The Carlton Citadel Hotel occupied a 150-year-old building in which government troops had been stationed (opposition claim). A statement from the Islamic Front referred to the building as a "barracks"; troops had been based there for two years. It was originally built as a hospital for World War I and was afterward renovated and reopened as a hotel.

In February 2014, a similar operation occurred at the Carlton Citadel Hotel; the Islamic Front was also responsible for that blast, having spent two months digging a 300 m tunnel and planting explosives in it as a part of Operation Earthquake. That explosion killed five soldiers and wounded eighteen.

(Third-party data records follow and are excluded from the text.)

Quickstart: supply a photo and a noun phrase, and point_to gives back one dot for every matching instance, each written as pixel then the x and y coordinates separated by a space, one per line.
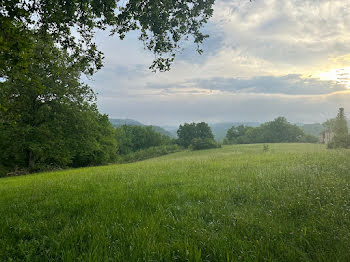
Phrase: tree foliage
pixel 276 131
pixel 188 132
pixel 162 25
pixel 134 138
pixel 48 117
pixel 339 126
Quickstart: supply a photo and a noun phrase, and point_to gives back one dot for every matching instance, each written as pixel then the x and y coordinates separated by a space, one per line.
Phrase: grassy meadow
pixel 236 203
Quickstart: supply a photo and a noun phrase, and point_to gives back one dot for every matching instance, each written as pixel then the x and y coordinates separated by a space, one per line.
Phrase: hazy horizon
pixel 263 59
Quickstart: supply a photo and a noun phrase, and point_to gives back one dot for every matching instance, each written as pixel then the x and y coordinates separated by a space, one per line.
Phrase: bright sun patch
pixel 340 75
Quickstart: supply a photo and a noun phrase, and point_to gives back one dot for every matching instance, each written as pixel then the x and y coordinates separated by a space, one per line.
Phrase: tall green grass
pixel 236 203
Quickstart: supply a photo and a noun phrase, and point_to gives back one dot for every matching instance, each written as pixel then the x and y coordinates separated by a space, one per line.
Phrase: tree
pixel 188 132
pixel 134 138
pixel 277 131
pixel 339 126
pixel 49 117
pixel 162 25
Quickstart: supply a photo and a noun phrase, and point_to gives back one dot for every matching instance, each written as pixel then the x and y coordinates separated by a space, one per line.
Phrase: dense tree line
pixel 196 135
pixel 135 138
pixel 48 117
pixel 339 126
pixel 276 131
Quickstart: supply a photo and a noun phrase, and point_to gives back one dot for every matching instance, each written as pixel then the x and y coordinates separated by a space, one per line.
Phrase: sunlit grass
pixel 236 203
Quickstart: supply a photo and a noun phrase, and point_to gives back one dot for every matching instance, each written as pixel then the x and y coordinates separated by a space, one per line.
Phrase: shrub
pixel 342 141
pixel 148 153
pixel 203 143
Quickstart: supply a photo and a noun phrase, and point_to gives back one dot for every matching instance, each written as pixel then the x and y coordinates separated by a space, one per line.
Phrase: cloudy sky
pixel 264 59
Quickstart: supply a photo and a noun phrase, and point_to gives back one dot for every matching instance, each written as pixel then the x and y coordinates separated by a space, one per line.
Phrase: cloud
pixel 175 109
pixel 289 85
pixel 264 59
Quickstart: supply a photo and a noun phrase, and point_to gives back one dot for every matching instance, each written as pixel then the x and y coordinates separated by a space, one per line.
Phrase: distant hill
pixel 220 129
pixel 131 122
pixel 128 122
pixel 315 129
pixel 312 129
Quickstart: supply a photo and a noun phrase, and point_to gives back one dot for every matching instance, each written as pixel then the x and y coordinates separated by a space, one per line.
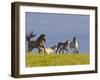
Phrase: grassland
pixel 36 59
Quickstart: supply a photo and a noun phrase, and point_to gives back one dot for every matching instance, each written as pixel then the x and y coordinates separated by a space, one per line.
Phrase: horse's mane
pixel 41 37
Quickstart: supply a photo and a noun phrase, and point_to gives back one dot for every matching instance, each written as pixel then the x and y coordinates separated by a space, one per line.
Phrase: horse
pixel 63 46
pixel 50 50
pixel 39 43
pixel 74 45
pixel 29 36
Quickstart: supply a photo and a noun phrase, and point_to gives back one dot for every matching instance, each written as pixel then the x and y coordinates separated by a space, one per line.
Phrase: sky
pixel 59 28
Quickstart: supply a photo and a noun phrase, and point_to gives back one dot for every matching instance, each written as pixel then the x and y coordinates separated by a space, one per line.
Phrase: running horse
pixel 63 46
pixel 39 43
pixel 74 45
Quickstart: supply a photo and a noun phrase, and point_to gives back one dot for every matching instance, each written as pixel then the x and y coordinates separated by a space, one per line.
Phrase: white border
pixel 53 69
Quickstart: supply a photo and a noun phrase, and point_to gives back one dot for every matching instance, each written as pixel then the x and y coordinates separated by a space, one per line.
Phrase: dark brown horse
pixel 39 43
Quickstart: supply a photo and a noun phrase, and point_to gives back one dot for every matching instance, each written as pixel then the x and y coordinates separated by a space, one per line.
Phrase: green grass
pixel 33 60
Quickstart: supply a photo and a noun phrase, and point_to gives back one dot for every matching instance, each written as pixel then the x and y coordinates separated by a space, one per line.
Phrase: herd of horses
pixel 61 47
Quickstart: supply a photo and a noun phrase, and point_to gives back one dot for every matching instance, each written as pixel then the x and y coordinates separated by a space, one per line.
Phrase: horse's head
pixel 41 38
pixel 29 36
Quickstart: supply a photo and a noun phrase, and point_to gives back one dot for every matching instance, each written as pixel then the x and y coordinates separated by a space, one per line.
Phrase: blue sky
pixel 59 28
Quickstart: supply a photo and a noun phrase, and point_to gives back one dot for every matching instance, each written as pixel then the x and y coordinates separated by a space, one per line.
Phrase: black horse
pixel 39 43
pixel 63 46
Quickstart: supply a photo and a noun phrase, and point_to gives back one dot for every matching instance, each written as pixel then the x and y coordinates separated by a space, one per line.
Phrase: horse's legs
pixel 77 51
pixel 60 50
pixel 44 49
pixel 39 50
pixel 66 50
pixel 57 49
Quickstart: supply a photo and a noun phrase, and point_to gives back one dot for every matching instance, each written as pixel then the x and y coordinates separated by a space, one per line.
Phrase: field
pixel 36 59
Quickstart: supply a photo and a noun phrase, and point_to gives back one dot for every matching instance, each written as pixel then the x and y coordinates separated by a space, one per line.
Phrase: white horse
pixel 74 45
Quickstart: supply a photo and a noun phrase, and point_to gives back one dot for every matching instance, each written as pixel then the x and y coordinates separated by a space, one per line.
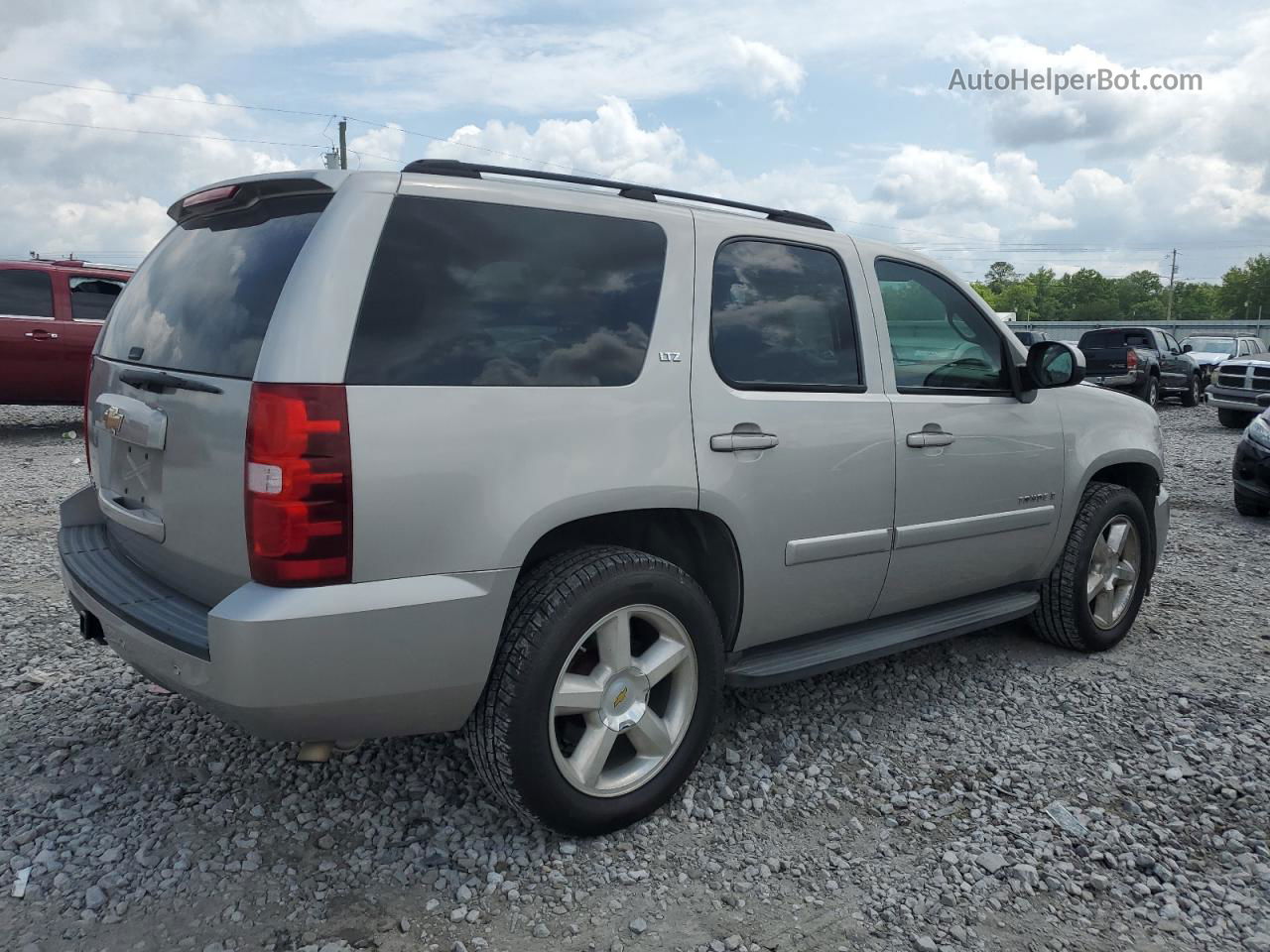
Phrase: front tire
pixel 603 690
pixel 1233 419
pixel 1150 393
pixel 1093 593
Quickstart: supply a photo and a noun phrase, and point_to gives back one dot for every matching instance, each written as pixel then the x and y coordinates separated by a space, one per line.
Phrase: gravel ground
pixel 984 793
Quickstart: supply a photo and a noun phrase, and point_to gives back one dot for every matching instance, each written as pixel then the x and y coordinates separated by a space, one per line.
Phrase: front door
pixel 32 344
pixel 792 424
pixel 978 472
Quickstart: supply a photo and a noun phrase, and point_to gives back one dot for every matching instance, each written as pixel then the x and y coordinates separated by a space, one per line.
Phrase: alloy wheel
pixel 1115 566
pixel 622 701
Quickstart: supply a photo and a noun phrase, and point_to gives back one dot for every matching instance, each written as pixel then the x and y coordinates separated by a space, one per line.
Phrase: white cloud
pixel 377 149
pixel 71 188
pixel 765 71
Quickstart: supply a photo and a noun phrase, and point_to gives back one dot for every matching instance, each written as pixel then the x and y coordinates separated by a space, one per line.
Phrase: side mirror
pixel 1052 363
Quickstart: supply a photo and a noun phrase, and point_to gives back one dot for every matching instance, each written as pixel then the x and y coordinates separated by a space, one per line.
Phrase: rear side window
pixel 474 294
pixel 780 317
pixel 203 298
pixel 26 294
pixel 91 298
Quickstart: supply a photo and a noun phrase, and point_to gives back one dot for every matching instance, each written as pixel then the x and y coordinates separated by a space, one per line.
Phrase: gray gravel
pixel 983 793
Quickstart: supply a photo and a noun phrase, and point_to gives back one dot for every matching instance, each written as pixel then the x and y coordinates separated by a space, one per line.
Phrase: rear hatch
pixel 171 385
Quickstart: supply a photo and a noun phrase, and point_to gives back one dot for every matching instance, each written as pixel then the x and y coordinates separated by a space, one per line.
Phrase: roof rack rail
pixel 626 189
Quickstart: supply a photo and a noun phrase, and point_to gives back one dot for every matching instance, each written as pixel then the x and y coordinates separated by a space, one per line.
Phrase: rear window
pixel 26 294
pixel 472 294
pixel 1115 338
pixel 91 298
pixel 203 298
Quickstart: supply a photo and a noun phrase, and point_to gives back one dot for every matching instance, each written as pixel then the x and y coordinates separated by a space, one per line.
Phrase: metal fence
pixel 1072 330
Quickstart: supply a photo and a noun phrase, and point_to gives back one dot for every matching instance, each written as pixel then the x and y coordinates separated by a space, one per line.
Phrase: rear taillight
pixel 299 485
pixel 87 443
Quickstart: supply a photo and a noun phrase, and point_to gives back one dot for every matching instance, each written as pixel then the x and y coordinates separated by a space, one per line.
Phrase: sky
pixel 109 111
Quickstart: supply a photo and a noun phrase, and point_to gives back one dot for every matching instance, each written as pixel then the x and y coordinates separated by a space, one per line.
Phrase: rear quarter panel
pixel 1101 428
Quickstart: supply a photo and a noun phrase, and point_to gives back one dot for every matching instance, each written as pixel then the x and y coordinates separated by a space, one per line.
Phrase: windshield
pixel 1211 345
pixel 203 298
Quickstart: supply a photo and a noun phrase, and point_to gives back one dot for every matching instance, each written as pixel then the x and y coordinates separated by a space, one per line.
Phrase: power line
pixel 158 132
pixel 299 112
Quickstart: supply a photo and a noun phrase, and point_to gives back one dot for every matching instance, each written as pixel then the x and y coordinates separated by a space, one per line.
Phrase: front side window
pixel 780 317
pixel 91 298
pixel 939 340
pixel 475 294
pixel 26 294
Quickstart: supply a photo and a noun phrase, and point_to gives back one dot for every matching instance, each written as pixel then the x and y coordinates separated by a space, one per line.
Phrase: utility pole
pixel 1173 272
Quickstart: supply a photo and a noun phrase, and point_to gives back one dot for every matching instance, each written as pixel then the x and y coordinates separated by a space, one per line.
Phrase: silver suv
pixel 553 463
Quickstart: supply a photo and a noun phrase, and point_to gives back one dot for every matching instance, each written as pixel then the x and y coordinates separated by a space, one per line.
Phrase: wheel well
pixel 698 542
pixel 1141 480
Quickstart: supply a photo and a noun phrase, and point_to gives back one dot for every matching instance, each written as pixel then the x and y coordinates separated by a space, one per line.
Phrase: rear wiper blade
pixel 158 380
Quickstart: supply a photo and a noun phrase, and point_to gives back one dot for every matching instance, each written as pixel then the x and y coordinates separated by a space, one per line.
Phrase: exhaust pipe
pixel 91 629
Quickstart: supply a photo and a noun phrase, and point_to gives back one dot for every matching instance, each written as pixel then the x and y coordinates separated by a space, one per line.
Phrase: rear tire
pixel 1071 602
pixel 558 703
pixel 1191 397
pixel 1233 419
pixel 1150 391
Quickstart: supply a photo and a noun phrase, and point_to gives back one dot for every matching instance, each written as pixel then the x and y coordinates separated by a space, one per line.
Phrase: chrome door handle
pixel 929 438
pixel 739 442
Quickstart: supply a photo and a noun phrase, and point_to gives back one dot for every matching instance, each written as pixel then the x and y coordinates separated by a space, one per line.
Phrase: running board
pixel 838 648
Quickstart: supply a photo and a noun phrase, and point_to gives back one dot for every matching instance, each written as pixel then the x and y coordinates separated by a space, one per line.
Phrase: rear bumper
pixel 1233 399
pixel 1118 380
pixel 331 662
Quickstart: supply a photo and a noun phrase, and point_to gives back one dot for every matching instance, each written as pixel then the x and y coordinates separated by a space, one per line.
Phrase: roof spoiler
pixel 626 189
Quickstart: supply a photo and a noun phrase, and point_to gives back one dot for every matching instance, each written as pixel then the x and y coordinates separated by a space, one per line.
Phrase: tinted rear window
pixel 26 294
pixel 91 298
pixel 472 294
pixel 1115 338
pixel 203 298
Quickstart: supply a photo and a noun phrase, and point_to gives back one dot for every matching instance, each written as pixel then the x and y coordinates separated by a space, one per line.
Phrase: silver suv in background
pixel 395 453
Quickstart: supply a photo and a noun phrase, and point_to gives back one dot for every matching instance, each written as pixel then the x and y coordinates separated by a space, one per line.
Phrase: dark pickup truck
pixel 1144 361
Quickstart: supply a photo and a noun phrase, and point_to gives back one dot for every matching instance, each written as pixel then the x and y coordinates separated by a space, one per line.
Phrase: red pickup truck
pixel 50 317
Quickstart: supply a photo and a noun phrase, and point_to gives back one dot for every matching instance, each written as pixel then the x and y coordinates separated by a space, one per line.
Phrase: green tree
pixel 1246 290
pixel 1089 298
pixel 1000 276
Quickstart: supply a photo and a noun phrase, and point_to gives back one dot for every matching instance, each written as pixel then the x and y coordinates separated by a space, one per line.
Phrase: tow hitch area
pixel 91 629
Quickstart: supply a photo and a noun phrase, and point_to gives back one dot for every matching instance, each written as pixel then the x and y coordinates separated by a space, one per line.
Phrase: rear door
pixel 31 339
pixel 978 472
pixel 1175 367
pixel 792 425
pixel 172 385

The attack resulted in the hotel's "partial collapse".

== Attack ==
Though reports differ, the Islamic Front tunnelled either 400 m or 100 m under sites in the Old City, and remotely detonated "a large quantity", reportedly 20 tons of explosive material (suggested to be chemical fertilisers) which caused a "huge explosion"; resulting in both the destruction of the hotel and severe damage to neighboring buildings.

The Syrian Observatory for Human Rights reported the death toll as 14 government troops, but the Islamic Front claimed the death toll was 50 in a Twitter statement. Neither gave an explanation as to how they reached their estimate. The Islamic Front also released a video of the attack online.

The bombing left the hotel as a "pile of rubble", and felt similar to an earthquake in relation to the blast size.

== Reactions ==
Reports following the attack blamed "terrorists", a word the government used as a byword for the Islamic armed opposition.